Template Strand Slippage in Response to Cytosine
Unstacking
The umbrella sampling MD simulations looking at
cytosine unstacking
do not enforce the strand slippage required to precisely convert from
state I to the other three states shown in Figure 1. To attain states II–IV, additional strand slippage
in the template strand by one base position is required. Whether these
transitions can occur spontaneously in response to base unstacking
can be examined by additionally monitoring a strand slippage coordinate.

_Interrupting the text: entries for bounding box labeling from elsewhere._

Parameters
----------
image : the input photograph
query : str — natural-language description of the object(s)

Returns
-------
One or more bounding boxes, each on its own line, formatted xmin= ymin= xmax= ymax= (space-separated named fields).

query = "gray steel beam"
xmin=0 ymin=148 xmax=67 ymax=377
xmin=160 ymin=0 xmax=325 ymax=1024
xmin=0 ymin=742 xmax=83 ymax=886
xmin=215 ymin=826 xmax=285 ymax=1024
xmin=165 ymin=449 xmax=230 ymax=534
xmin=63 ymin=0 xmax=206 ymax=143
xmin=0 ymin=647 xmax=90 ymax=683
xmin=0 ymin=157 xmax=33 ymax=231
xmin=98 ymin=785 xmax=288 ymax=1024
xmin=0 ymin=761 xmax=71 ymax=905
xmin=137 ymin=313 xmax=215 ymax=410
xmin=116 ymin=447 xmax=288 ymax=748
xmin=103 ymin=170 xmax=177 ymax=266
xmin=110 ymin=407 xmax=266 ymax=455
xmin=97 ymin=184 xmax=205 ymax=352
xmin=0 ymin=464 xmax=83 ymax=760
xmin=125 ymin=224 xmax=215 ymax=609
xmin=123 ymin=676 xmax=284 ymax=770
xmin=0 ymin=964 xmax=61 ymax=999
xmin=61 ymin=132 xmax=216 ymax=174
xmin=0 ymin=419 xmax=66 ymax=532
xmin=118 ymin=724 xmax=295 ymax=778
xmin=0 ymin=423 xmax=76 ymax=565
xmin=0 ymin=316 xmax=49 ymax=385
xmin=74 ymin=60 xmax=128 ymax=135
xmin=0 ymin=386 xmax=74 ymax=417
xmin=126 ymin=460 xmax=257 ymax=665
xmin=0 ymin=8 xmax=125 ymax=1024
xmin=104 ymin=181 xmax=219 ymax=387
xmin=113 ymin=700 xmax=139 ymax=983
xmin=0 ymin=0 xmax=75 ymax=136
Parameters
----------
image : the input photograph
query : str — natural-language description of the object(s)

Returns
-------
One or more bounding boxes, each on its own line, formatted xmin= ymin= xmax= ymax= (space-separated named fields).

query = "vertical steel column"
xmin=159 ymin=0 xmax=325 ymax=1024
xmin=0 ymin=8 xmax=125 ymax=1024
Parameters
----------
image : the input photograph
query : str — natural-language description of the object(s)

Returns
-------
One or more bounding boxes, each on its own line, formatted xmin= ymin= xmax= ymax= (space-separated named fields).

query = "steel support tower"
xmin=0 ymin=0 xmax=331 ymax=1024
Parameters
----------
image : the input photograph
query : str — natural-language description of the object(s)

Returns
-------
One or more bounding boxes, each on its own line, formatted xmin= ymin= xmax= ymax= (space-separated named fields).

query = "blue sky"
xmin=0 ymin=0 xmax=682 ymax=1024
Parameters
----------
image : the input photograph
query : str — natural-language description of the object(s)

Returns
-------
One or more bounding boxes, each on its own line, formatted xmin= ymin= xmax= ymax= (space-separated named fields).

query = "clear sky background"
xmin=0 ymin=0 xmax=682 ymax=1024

A simple measure of strand slippage (shown in Figure 3), which can be applied to all three cytosine unstacking scenarios,
can be obtained by combining two center-of-mass distances between
template strand non-hydrogen base atoms: (1) G2:C4 and C1:C4 for C3
unstacking, (2) C3:C5 and G2:C5 for C4 unstacking, and (3) C4:G6 and
C3:G6 for C5 unstacking. In each case, the distances between the two
neighboring 5′-bases and the base 3′ to the unstacking
base are combined. For example, if C5 is the unstacking base, C4 coming
within 6 Å of G6 increases the slippage coordinate by 0.6. If,
in addition, C3 also comes within 9 Å of G6, the slippage coordinate
value increases by 0.4 to a total value of 1. The unequal weighting
for the two individual distances allows them to be distinguished in
the free energy profiles and has no physical basis. The two-dimensional
(2D) profiles for unstacking and strand slippage are created from
unrestrained evolution of the strand slippage as previously described.[32,39] It is therefore possible that sampling in this unrestrained degree
of freedom is not fully converged.
Figure 3
Depiction of the slippage coordinate and
its two component center-of-mass
distances. (A) Base centers of mass for nonslipped and fully slipped
states with dotted lines showing the two slippage coordinate component
distances. (B–D) Before and after states in unstacking and
strand slippage for cytosines 3–5, respectively.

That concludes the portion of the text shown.